Pulmonary vagal afferent stimulants in the conscious rat: Opioids and phenyldiguanide

• Published in: Pharmacology, biochemistry and behavior Vol. 17; no. 1; pp. 19 - 23
• Main Authors: Willette, R.N., Gatti, P., Gertner, S.B., Sapru, H.N.
• Format: Journal Article
• Language: English
• Published: United States Elsevier Inc 01.07.1982
• Subjects: Animals; Biguanides - pharmacology; Cardiovascular reflex; Enkephalin; Hemodynamics - drug effects; Lung - innervation; Male; Morphine; Motor activity; Motor Activity - drug effects; Narcotics - pharmacology; Neurons, Afferent - drug effects; Postural Balance - drug effects; Pulmonary J-receptors; Pulmonary opiate receptors; Rats; Rats, Inbred Strains; Stimulation, Chemical; Vagal afferents; Vagus Nerve - drug effects; Cardiovascular reflex; Motor activity; Enkephalin; Morphine; Vagal afferents; Pulmonary opiate receptors; Pulmonary J-receptors
• ISSN: 0091-3057; 1873-5177
• DOI: 10.1016/0091-3057(82)90256-8

Phenyldiguanide (PDG, 40 μg/kg), D-ala 2-met 5-enkephalinamide (D-AME, 250 μg/kg) and morphine sulfate (MS, 2 mg/kg) injected into the right atrium (RA) of conscious freely moving rats produced a profound bradycardia and hypotension 1–2 sec subsequent to administration. Concomitant with the cardiovascular effects apnea occurred and lasted approximately 5 sec. Atropine methyl nitrate (2 mg/kg, RA) significantly attenuated the bradycardia and hypotension produced by all three agents.
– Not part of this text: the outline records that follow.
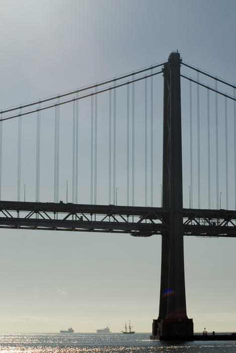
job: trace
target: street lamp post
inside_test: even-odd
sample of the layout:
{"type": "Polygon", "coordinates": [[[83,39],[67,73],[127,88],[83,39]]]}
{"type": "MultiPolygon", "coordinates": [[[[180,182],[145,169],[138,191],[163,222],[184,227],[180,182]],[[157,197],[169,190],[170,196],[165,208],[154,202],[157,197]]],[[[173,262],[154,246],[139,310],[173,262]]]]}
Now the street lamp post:
{"type": "Polygon", "coordinates": [[[189,208],[191,208],[191,188],[190,186],[189,185],[189,208]]]}
{"type": "Polygon", "coordinates": [[[162,185],[160,184],[161,186],[161,207],[162,207],[162,185]]]}

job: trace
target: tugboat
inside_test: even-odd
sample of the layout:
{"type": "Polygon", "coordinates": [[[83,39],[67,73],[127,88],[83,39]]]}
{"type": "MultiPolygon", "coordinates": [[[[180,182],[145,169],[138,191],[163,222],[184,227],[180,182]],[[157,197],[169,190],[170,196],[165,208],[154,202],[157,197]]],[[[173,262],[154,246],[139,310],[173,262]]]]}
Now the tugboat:
{"type": "Polygon", "coordinates": [[[74,332],[74,330],[72,328],[72,327],[69,327],[69,328],[68,329],[68,330],[61,330],[60,331],[60,332],[61,333],[73,333],[74,332]]]}
{"type": "Polygon", "coordinates": [[[135,331],[131,331],[131,328],[132,327],[133,327],[133,326],[130,326],[130,321],[129,321],[129,331],[127,331],[127,324],[126,324],[126,323],[125,323],[125,331],[122,331],[121,332],[123,332],[123,333],[135,333],[135,331]]]}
Naloxone blocked only the opioid responses. Coordinated motor activity was impaired following the administration of PDG (40 μg/kg, RA). Fifty percent of the animals receiving PDG failed to remain on a rotor rod for a 2 min period. Only 8 percent of the saline treated group fell off during this period. It was concluded that the cardiovascular, respiratory, and motor effects caused by PDG, in the conscious freely moving rat, were the result of stimulation of pulmonary vagal afferents (J-receptors). The cardiovascular effects of opioids are also believed to arise from the stimulation of J-receptors. However, unlike PDG, these effects are mediated by pulmonary opiate receptors.